Sampling of recent press collected from ISSUU, newspapers, Google News & more.
Picture, if you will, a quaint fishing village of colourful homes nestled in a bay where ocean waves spill onto the shoreline and with boats bobbing in the nearby marina.
That’s the tranquil visual David Butterfield offers with his plans for this $500-million village development wrapping around Becher Bay in Metchosin some 35 minutes from Victoria, B.C.
“It’s the greatest little village on the North American continent. We’re creating the perfect little village,” he says “Why? Because we have a partner whose environmental development vision has lined up perfectly with ours and have a wonderful piece of property to work with.”

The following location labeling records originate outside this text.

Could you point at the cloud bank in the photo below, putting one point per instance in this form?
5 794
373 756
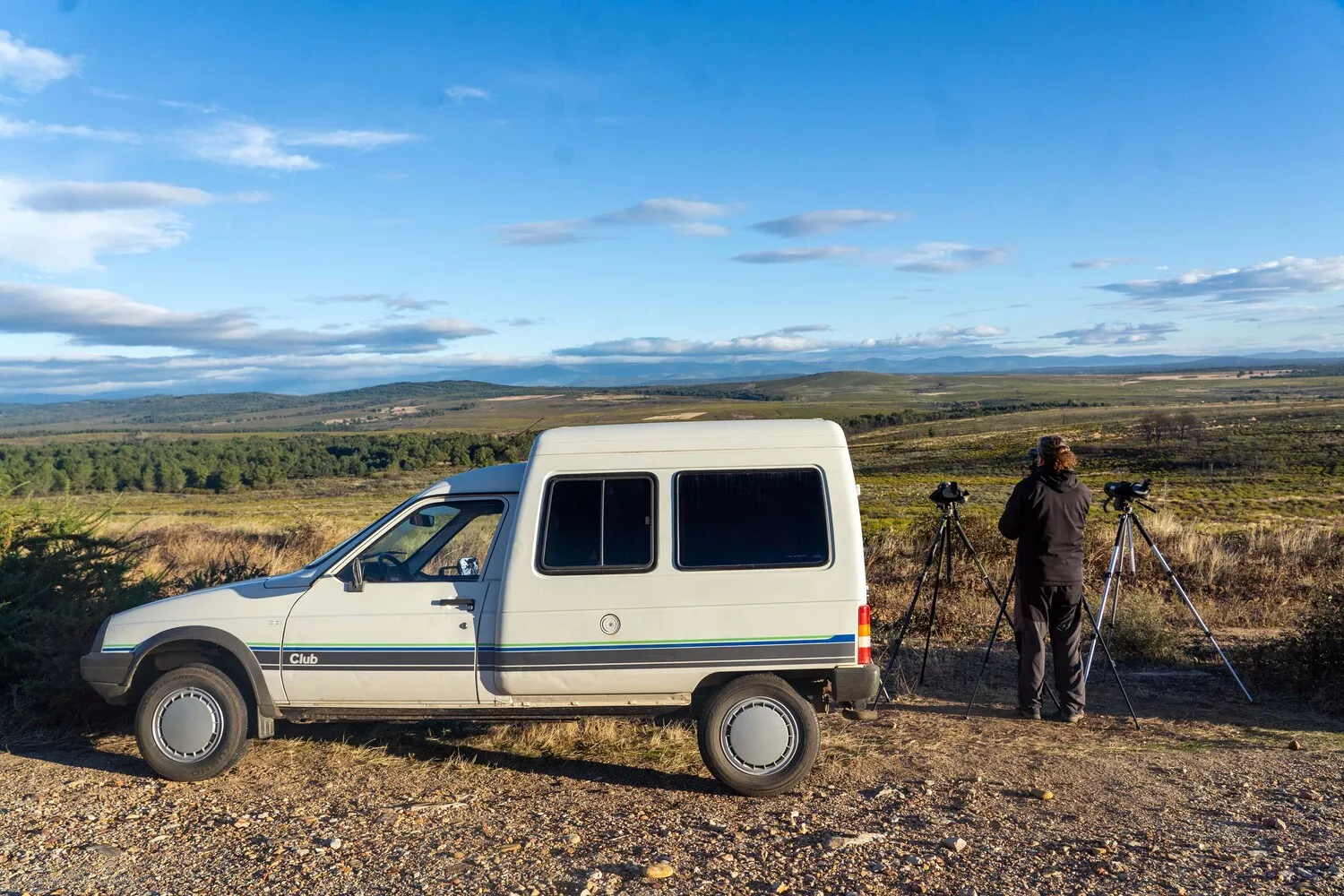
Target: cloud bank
1116 335
827 220
65 226
31 69
104 317
682 215
1260 282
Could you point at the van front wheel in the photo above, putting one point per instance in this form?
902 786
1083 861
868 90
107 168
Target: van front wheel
193 723
758 737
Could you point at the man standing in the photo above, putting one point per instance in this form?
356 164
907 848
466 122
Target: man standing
1046 514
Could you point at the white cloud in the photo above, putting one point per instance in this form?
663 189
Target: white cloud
73 238
943 258
793 255
69 225
253 145
773 343
1260 282
461 93
827 220
349 139
682 215
698 228
102 317
1101 263
247 145
542 233
206 109
1116 335
77 196
31 69
945 336
397 303
788 341
11 129
664 211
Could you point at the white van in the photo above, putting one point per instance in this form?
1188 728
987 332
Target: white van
621 570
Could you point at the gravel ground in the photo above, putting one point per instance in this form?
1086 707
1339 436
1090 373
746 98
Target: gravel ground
1209 798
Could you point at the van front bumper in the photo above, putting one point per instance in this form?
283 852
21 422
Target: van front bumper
855 684
107 673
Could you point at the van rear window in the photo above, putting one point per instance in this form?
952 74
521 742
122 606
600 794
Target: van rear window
752 520
599 524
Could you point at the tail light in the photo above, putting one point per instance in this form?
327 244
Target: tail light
865 635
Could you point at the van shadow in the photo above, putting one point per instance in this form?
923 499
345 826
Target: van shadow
417 742
435 742
1202 692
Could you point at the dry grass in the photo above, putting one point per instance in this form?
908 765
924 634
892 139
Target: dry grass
187 552
668 745
1258 576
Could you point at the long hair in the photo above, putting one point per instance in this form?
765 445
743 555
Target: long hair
1059 460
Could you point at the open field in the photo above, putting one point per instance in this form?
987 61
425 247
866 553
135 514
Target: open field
487 406
1246 478
1206 798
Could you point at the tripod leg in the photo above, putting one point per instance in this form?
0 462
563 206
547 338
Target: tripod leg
984 665
1125 547
1110 661
933 605
1003 611
1112 571
1190 603
894 648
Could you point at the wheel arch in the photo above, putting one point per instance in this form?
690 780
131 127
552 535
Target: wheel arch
196 641
809 684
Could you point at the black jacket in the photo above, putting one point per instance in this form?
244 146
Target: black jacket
1045 514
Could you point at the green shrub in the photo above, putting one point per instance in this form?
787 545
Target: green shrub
1142 632
61 575
1316 650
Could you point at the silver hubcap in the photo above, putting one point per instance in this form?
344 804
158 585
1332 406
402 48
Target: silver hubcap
188 724
760 735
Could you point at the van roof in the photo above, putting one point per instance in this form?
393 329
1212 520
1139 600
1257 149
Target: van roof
709 435
502 478
706 435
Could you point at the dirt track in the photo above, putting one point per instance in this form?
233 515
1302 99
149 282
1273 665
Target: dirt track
1207 798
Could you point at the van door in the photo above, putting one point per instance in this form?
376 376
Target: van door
409 637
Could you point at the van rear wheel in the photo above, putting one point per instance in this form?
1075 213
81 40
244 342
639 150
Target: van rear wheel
758 737
193 723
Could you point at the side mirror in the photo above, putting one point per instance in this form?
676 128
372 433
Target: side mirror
357 575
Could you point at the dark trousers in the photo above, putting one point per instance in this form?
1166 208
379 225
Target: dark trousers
1054 608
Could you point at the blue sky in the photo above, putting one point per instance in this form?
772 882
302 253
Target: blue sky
314 195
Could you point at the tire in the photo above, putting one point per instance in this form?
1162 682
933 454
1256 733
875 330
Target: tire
777 735
193 723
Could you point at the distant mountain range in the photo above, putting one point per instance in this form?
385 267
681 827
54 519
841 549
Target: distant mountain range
597 374
717 378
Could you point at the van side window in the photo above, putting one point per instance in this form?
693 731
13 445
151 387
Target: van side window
597 524
444 541
752 520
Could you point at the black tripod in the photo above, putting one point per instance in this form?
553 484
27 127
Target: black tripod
1096 624
1124 495
946 495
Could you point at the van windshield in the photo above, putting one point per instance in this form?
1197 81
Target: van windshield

And that’s from a guy who has been creating environmentally sensitive communities for three decades in Canada, the U.S., and Mexico.
Butterfield’s company, The Trust for Sustainable Development, has partnered up with the Scia’new First Nations Band to carefully whittle Spirit Bay from 404 wooded hectares of band property and along 12 kilometres of south-facing shoreline.
Water is the focal point of this redevelopment of a 200-year-old native fishing village from both scenic and technological focal points.
Wallace J. Nichols, a U.S. marine biologist, says we all have a “blue mind” — “a mildly meditative state characterized by calm, peacefulness, unity, and a sense of general happiness and satisfaction with life in the moment” — that’s triggered when we’re in or near water.